Halls poem is about remembrance of the one he loved and yearnings for something that he knows will not return but has to be dealt with. If we look at the poem Alone for a week by jane kenyon we see the details that show her love for Hall. We see her alone at home while hall is out of town. So she must do things to keep her self busy while he is gone to take her mind of the fact that he is gone. By kenyons word choice we get the feeling that the short time that he is gone seem s much longer to her then it really. She uses phrases to express this? Your pillow plump, cool?

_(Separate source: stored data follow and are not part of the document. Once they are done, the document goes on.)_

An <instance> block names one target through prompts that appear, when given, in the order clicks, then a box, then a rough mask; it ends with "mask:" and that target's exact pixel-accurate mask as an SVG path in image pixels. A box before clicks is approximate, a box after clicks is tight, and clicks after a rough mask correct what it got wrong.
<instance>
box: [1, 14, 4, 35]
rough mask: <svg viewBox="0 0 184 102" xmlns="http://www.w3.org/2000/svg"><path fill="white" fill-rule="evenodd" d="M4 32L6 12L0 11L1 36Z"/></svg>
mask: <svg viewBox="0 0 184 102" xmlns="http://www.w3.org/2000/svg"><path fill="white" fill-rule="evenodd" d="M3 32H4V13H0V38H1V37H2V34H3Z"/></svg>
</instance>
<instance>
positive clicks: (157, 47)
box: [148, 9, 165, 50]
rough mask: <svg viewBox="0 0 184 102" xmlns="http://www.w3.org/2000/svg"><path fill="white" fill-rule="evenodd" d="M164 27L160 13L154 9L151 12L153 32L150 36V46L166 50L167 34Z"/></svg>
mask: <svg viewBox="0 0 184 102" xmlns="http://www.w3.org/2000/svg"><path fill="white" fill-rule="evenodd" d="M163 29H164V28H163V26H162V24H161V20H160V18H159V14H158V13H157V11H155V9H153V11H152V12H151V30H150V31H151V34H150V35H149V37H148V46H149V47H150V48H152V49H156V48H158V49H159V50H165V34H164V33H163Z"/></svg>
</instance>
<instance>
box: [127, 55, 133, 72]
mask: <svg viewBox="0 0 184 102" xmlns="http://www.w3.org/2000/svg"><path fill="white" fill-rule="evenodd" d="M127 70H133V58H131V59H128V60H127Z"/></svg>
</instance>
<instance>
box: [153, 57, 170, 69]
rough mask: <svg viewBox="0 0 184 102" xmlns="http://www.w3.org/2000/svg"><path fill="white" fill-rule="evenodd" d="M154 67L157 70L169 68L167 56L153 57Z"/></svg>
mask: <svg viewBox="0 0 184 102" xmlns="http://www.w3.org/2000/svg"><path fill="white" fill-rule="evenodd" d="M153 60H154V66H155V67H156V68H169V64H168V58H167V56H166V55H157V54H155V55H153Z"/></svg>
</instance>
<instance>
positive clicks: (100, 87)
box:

Essays after, eighty by donald Hall (2015, paperback) ebay
Kenyon And Hall: everlasting love essay, research Paper. The poems that are depicted in the book by hall and the book by kenyon are different in their topics and expression of their ideas. Though these poets summary seem to be different in their work; they both seem to share a common thread. That thread is the love that Hall and Kenyon have for each other. This is shown in the poem Alone for a week by jane kenyon and an untitled poem from. 11 of Donald Hall Without. Though Kenyons poem deals with more of a feeling of loneliness and yearning for the return that will come.